A la recherche des tendances perdues

 

Source: style.com

Passé l’excitation de la fashion week Automne-Hiver 2015/2016 (was I really that excited by the way ?), où j’avais adulé une fois n’est pas coutume Victoria Beckham, louché sur quelques silhouettes d’Haider Ackermann et Maison Rabih Kayrouz, rêvé de ce sublime manteau de fourrure vert chez Dior, ralé sur la énième collection grunge avec tutu en prime de Saint-Laurent, oublié la première collection de Guillaume Henri pour Nina Ricci, fait une indigestion d’imprimés chez Kenzo, cherché les tendances et en conséquence y perdre mon latin, je me suis empressée de regarder le désormais célèbre documentaire de Melle Agnès et Loïc Prigent « Habillés pour l’hiver 2015-2016 ».

J’espérais y trouver une petite synthèse éducative à l’usage des femmes averties en quête d’inspiration créative et de perles passées inaperçues. Déception! Comme le dit si justement Melle Agnès : « il n’y avait plus de tendances tellement il y en avait ! ».

Mais, après réflexion, la situation est peut-être bien moins désespérée qu’elle n’en a l’air. Qui dit floraison de tendances, dit floraison de possibles. Qui dit floraison de possibles, dit les créateurs vont peut-être enfin se laisser aller à être re-créatifs (récréatifs ?).

Dans le monde de la surenchère qu’évoque Melle Agnès en introduction de son documentaire « On n’a peur de rien, c’est la fashion week ! », j’ai eu super peur en voyant Mademoiselle Anna Dello Russo et son vestiaire fashion week !!!

– Anna Dello Russo est rédactrice en chef du Vogue Nippon et reconnue pour l’excentricité/exubérance et la théâtralité de ses tenues. OK !

– Forbes la dit la femme la plus photographiée de l’univers de la mode. OK !

– Elle a 762k abonnés sur son compte instagram. C’est beaucoup. OK !

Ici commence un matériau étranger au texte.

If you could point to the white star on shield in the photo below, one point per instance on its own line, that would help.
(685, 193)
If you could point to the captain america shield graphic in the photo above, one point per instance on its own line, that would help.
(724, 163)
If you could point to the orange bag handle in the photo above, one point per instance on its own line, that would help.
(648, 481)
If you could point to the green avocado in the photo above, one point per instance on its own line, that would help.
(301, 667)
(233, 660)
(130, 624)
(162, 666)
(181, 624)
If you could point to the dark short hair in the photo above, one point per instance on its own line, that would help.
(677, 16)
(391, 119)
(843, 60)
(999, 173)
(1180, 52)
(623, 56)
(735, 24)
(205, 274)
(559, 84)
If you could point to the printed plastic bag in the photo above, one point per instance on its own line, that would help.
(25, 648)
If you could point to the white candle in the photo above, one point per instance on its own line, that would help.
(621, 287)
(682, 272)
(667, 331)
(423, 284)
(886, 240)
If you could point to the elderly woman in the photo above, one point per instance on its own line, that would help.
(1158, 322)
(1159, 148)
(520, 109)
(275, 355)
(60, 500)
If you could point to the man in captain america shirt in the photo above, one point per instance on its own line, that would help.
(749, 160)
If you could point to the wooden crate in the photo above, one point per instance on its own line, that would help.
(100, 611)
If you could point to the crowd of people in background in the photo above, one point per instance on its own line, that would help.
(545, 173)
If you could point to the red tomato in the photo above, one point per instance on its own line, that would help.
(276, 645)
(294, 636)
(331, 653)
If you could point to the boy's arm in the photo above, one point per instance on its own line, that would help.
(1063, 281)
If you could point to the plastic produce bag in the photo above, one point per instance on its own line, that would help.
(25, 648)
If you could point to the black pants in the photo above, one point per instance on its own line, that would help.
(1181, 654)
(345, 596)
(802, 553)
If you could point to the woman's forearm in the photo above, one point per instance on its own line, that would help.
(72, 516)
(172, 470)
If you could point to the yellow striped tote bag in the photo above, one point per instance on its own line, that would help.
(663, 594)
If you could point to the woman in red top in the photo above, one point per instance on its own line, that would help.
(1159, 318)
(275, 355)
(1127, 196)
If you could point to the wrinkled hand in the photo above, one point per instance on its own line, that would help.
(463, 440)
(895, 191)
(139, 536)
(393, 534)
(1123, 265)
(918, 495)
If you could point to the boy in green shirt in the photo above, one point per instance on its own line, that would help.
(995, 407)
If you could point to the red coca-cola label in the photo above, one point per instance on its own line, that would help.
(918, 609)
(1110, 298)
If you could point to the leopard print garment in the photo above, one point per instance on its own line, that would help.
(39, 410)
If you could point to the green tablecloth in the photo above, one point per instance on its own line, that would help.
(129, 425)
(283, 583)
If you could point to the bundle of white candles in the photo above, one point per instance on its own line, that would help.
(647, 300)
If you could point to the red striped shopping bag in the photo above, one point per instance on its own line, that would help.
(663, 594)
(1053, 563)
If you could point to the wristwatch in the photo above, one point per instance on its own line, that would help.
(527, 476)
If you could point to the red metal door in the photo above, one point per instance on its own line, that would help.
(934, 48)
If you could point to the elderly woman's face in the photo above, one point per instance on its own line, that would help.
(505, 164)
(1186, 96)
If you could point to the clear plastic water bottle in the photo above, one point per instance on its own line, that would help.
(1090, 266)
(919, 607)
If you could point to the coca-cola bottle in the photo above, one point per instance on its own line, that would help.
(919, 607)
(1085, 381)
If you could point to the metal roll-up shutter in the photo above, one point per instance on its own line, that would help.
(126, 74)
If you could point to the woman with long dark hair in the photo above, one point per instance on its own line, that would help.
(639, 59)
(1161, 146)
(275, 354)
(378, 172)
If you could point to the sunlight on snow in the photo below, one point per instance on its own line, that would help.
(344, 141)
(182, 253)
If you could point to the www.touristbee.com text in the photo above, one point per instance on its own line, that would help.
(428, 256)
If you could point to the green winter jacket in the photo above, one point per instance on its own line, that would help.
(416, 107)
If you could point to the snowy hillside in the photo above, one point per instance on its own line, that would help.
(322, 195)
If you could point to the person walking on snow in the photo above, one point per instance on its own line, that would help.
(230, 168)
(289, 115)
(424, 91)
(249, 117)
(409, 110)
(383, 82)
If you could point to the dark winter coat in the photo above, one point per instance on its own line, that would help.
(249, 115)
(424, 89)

Mais dans ses happenings certes chatoyants, où s’arrête la théâtralité ? Où commence l’absurde? Si l’on en croit l’article de madame.lefigaro.fr du 27 fevrier 2015/Anna Dello Russo, égérie du bizarre, Anna ne s’habille qu’en 100% podium. Sorry Anna. Sauf votre respect, la vraie vie des femmes qui aiment la mode, c’est quoi ? Travailler pour la majorité et plus souvent dans des univers réfractaires aux fashion statements que pas (je passe sur les scènes ô combien trépidantes de la vie quotidienne : cou-courses au supermarché par ex.). On a toutes besoin d’inspiration, de muse, d’idole. On a toutes envie de folie, d’exaltation, de sortir du cadre, d’oser mais pas en mode « perché ». Et c’est là où l’exercice se complique : where is the inspiring-no total look-fancy-wearable-fashion statement?

J’aurais très sincèrement préféré que Mlle Agnès nous invite dans son vestiaire fashion week parce qu’il n’y a pas une seule de ses tenues que j’aurais jetée. Ses silhouettes ne nous donnaient pas de fil à retordre : il y avait du chic, du cool, du structuré, du un peu coloré mais pas trop, des pantalons courts, des pantalons très longs, des tombers de matière à se damner… liste non exhaustive. C’était inspirant et portable.